Object pooling in HXCPP

426 views
Skip to first unread message

Hugh

unread,
May 16, 2012, 11:55:46 AM5/16/12
to haxe...@googlegroups.com
Hi,
Has anyone done any experiments that show that object pooling has and performance advantage with hxcpp?
I have just done a few experiments, and it seems that cpp spends not much more that 7% time in the allocator/collector, which does not leave a lot of room for optimisation, even if this time was completely eliminated.
The other effect of "memory coherency", where objects that are used together stay together, could be more significant, especially with the small caches on mobile devices.
So I'm looking for hard data/examples of things that are improved by object pooling, so that I can improve the GC along these lines.

Hugh

Raoul Duke

unread,
May 16, 2012, 1:33:41 PM5/16/12
to haxe...@googlegroups.com
hi,

i have mucked around with reusing objects via pools, across all the
targets i use (hxcpp, flash, js, neko). empirically / subjectively, it
seemed to help reduce pauses (presumed to be gc pauses) when i had a
bunch of particles in one game, but in another game i ended up with a
system that was even more slow. (but that could have been because i
ended up with a lot of anonymous functions coming and going, which
probably generated enough garbage themselves to cause trouble.)

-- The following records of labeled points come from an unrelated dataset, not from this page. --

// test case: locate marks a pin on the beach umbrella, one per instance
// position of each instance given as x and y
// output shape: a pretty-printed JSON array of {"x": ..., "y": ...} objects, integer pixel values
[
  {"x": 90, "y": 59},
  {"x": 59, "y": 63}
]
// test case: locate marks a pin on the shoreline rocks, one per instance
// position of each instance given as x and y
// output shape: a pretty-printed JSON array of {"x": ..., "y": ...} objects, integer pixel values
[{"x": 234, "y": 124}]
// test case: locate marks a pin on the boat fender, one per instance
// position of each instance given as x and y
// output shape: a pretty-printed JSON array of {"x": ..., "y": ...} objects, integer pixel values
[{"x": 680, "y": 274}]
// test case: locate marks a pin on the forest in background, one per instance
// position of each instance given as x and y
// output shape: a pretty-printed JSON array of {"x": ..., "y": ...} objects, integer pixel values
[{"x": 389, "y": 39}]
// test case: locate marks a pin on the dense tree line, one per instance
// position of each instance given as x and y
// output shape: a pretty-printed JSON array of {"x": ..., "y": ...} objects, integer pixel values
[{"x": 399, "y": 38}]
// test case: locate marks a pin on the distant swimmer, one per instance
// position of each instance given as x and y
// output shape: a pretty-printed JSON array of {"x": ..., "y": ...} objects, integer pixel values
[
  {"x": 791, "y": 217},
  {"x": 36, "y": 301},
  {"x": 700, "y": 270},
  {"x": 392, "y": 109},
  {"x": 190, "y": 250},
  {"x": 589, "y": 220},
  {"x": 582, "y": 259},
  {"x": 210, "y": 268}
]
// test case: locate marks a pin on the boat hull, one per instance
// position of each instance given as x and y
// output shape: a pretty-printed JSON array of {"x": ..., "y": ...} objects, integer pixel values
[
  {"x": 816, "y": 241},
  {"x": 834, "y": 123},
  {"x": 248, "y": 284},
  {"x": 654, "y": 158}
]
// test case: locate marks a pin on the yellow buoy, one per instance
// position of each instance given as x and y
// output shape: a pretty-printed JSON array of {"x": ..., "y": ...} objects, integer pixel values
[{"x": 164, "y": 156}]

i can't really say anything about what the underlying behaviour was
since i never figured out how to get good profiling going. at best i
vaguely got dtrace to show things on mac os, but even then it wasn't
clear to me what was going on.

i would dearly like to be set up to profile things. i generally want
to be able to "just" draw lines and filled triangles, and to just do
my own full frame draw, rather than use sprites etc. and it seems to
go down the toilet performance-wise on android 2.2 droid 2.

Max

unread,
May 16, 2012, 2:40:16 PM5/16/12
to Haxe
7% can be

- performance difference between the Intel and AMD
- 7% less energy needed
- 7% less pollution around the world :)

I more interested in what you said earlier: " The main differences
come with object-access patterns. C++ code can avoid "allocs" by
putting stuff on the stack, but flash (and hxcpp) can't. So it is the
object creation stuff that is slower, not really the numerical stuff."

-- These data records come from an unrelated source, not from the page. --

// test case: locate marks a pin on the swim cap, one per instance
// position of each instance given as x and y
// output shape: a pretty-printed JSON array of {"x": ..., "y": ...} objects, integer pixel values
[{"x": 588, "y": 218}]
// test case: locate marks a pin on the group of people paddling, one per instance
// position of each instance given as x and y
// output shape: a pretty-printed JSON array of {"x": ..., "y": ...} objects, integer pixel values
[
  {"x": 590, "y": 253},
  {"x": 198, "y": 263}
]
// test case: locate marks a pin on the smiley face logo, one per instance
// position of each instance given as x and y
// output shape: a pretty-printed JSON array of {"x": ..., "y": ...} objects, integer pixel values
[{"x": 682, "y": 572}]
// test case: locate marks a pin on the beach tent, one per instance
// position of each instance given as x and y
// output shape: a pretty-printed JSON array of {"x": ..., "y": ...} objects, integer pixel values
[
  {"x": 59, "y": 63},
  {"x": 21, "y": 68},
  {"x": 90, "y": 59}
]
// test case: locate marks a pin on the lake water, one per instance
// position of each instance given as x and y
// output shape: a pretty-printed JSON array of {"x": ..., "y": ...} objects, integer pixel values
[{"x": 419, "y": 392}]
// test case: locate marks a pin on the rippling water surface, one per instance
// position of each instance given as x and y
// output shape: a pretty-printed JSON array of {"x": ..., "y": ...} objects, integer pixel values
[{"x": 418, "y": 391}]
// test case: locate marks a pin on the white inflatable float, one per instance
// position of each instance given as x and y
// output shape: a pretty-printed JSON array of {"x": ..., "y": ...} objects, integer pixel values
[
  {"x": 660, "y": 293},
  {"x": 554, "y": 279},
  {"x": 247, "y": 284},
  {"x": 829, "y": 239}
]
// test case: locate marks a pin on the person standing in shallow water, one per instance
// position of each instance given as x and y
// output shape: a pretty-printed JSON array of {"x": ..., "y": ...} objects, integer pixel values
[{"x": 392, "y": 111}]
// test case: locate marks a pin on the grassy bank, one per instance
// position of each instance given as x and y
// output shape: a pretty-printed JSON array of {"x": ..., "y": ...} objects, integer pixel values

Why hxcpp cant' put stuff on the stack?

Philippe Elsass

unread,
May 16, 2012, 3:37:16 PM5/16/12
to haxe...@googlegroups.com
Isn't the problem, as you said, about the memory cache? ie. if the pool is kept under the cache limit it would be faster, but if it grows too much it's going to be slower.

In my RunnerMark, each "test" is creating hundreds of objects (for the drawList wrapper), then everything is thrown away to be GC'd. All that obviously doesn't represent a lot of data - a better test should be playing music & sound effects at the same time. That said successive tests have given identical "scores" on all test platforms (iOS, Android) and memory seemed to behave cleanly (profiled on iPad1 it would stay at around 14Mb RAM).

On the other side, I asked Andreas Ronning to share his test which he said ran great on Android but complete crap on iOS.

Hugh

unread,
May 16, 2012, 8:00:23 PM5/16/12
to haxe...@googlegroups.com
Things can't be put on the stack because it is a garbage collected language.
If you pass, say, a Point to a function and that function decides to hold on to it (eg, store it in a static variable) and you leave the calling function,  the stack will get wiped, invalidating the stored point.
Haxe would need some kind of "pass by value" variable (like a "struct") so that copies are taken on the stack, rather than references taken when variables are passed.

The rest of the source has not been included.